The essence of the forgery was to invent in the doctor’s name a life- threatening medical condition that made travel by Jayasuriya (and by extension Arguello) to Boston impossible, when in fact the two men were embarking on a visit to Brazil. They then compounded the fraud by causing
successor counsel to file defensive affidavits in anticipation of the show cause hearing that, in the court’s view, are demonstrably false, particularly in the case of the improbable and incredible statements made by Da Silva under oath as to her authorship of the forged letter.

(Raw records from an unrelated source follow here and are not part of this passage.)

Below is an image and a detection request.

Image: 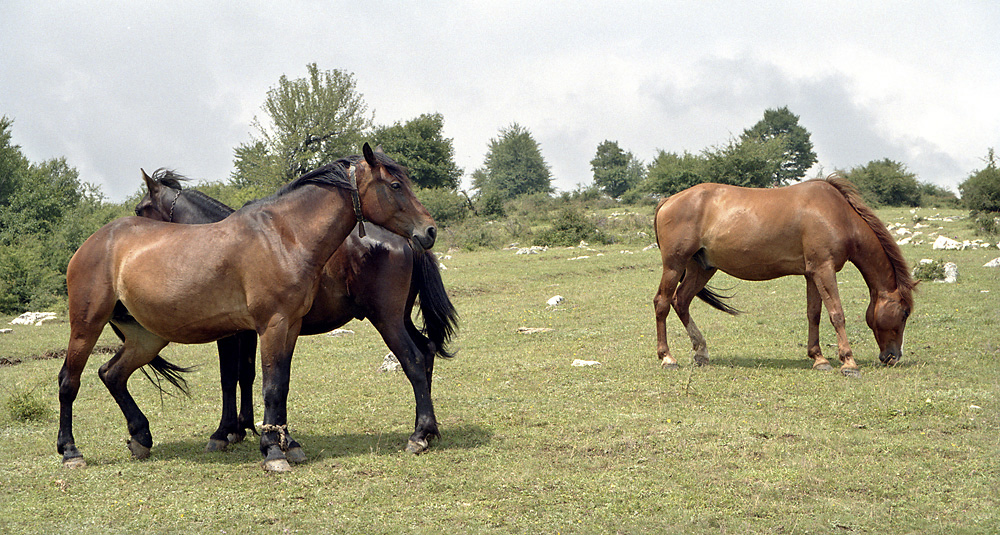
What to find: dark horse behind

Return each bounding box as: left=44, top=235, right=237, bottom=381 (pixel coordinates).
left=56, top=143, right=437, bottom=471
left=135, top=151, right=458, bottom=462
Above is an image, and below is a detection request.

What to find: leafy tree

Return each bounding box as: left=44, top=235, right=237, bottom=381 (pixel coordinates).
left=641, top=150, right=707, bottom=197
left=845, top=158, right=920, bottom=206
left=702, top=137, right=785, bottom=188
left=741, top=106, right=816, bottom=186
left=472, top=123, right=552, bottom=205
left=958, top=149, right=1000, bottom=214
left=231, top=63, right=372, bottom=191
left=590, top=141, right=644, bottom=198
left=374, top=113, right=463, bottom=189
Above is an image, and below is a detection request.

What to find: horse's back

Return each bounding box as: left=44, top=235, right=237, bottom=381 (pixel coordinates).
left=656, top=180, right=856, bottom=280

Notably, all three of the principal players, despite ample prior notice, were unwilling to present
themselves in court at the show cause hearing to testify, subject as they would have been to oath and cross-examination. In sum, this is the type of fraud that deserves the ultimate of civil sanctions, a dismissal of plaintiff’s case with prejudice.4
ORDER For the foregoing reasons, the defendant’s request for dismissal of Bay Promo’s Complaint as sanction for fraud on the court is ALLOWED. The
Clerk will schedule a trial on Arely Nicolle Moncada Alaniz’s counterclaims for breach of contract and violations of Florida Stat. § 686.201 the week of May 8, 2023. SO ORDERED.
/s/ Richard G. Stearns__________ UNITED STATES DISTRICT JUDGE
4 The court also notes that, while plaintiff’s successor counsel may have acted with less than the level of due diligence ordinarily expected of officers of the court, the actions of Bay Promo’s representatives gratuitously threatened harm to their professional reputations.